Inuit Dragons on European Maps

In 2002, James Robert Enterline wrote "Erikson, Eskimos and Columbus: Medieval European Knowledge of America". In it, he suggested that the "fantasy" coastlines of eastern Asia in medieval maps actually came from Inuit knowledge of the coastlines of eastern Canada.

While educated medieval people knew that the world was round, they had no idea there was a continent between Western Europe and Eastern Asia. Enterline suggests that because the Inuit cartographic information came to them secondhand, the Vikings of Greenland (subjects of this week's article) did not understand this, either. They then may have passed on Inuit knowledge of Canada to European mapmakers who unknowingly used it to draw unreal Asian coastlines.

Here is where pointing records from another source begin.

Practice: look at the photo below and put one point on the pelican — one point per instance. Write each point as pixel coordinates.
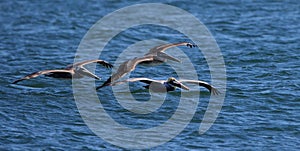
(125, 68)
(154, 55)
(169, 85)
(158, 51)
(74, 70)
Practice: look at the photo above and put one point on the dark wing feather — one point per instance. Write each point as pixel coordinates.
(36, 74)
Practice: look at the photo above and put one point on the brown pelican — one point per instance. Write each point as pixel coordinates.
(154, 55)
(159, 54)
(74, 70)
(125, 68)
(169, 85)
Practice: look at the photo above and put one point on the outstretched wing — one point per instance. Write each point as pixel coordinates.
(125, 68)
(164, 47)
(211, 89)
(36, 74)
(144, 80)
(101, 62)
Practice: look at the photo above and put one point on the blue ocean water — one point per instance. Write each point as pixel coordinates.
(259, 42)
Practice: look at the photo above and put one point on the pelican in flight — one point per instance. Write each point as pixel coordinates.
(74, 70)
(159, 54)
(169, 85)
(154, 55)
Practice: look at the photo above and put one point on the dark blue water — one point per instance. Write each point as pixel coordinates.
(259, 42)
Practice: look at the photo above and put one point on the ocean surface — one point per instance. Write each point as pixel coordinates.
(259, 42)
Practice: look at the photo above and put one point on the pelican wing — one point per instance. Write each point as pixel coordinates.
(86, 72)
(36, 74)
(129, 66)
(144, 80)
(164, 47)
(163, 56)
(101, 62)
(125, 68)
(211, 89)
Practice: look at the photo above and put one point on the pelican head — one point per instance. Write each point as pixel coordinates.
(175, 83)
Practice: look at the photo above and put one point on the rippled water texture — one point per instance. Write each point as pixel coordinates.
(259, 42)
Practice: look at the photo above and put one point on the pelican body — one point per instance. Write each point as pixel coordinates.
(71, 71)
(169, 85)
(155, 55)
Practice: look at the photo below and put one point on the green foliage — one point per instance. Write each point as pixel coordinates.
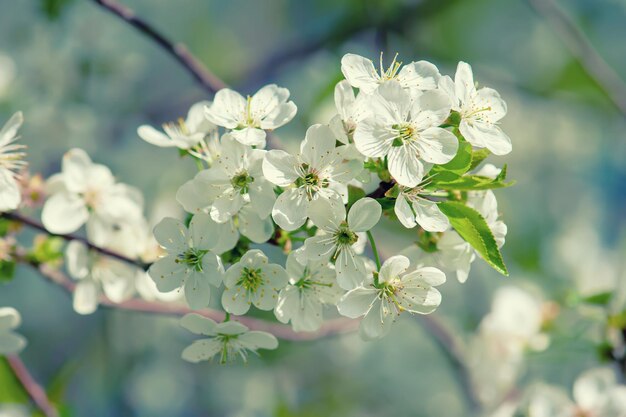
(474, 229)
(476, 182)
(454, 169)
(7, 270)
(11, 390)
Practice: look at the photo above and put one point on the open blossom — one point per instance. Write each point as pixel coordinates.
(412, 207)
(596, 393)
(85, 192)
(395, 291)
(236, 180)
(10, 342)
(11, 161)
(184, 134)
(189, 262)
(351, 110)
(318, 171)
(228, 339)
(361, 73)
(480, 111)
(252, 280)
(96, 274)
(406, 130)
(312, 284)
(338, 236)
(249, 118)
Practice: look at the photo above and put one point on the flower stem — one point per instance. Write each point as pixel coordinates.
(373, 245)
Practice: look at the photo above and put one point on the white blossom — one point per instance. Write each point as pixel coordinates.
(97, 274)
(10, 342)
(412, 207)
(228, 339)
(311, 285)
(85, 192)
(249, 118)
(338, 236)
(189, 261)
(480, 111)
(252, 280)
(319, 171)
(396, 290)
(11, 162)
(361, 73)
(184, 134)
(406, 130)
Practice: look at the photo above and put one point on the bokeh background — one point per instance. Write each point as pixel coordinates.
(85, 79)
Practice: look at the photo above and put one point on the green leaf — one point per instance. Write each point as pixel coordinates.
(474, 229)
(12, 391)
(475, 183)
(458, 166)
(600, 299)
(478, 156)
(7, 271)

This brings up a frequent debate among medieval historians-how widespread is the concept of "medieval" in history? Christian Western Europe was neither the most powerful nor the most important civilization before the 19th century. It seems silly to talk about "medieval" China, for example, when the Chinese were only vaguely aware of Europe during the Middle Ages.

The cultures of Asia, Africa, Australia and the Americas did not revolve around Europe at all during the medieval period. Islam spread across South Asia and into the South Pacific unchecked by Christian competition and long before Captain Cook. The Silk Road of Central Asia operated outside the control of Western European kingdoms. The Inuit and other aboriginal groups explored and colonized Canada before Europeans knew Canada even existed.

On the other hand, ignoring non-European influences upon medieval Europe downplays the importance of cultures on the edges of European maps, especially those in the areas where medieval mapmakers put dragons. It gives credit for Inuit exploration to the Vikings, for early Muslim Arab and Bantu explorations of subSaharan Africa coasts to the Christian Portuguese, for the Chinese discovery of the Silk Road to the Italian Marco Polo.

Studying only Europe in medieval studies can create the illusion that only Europeans were exploring the world and making important discoveries between the fourth and 16th centuries C.E. This is inaccurate and unfair to those non-Europeans who got there first.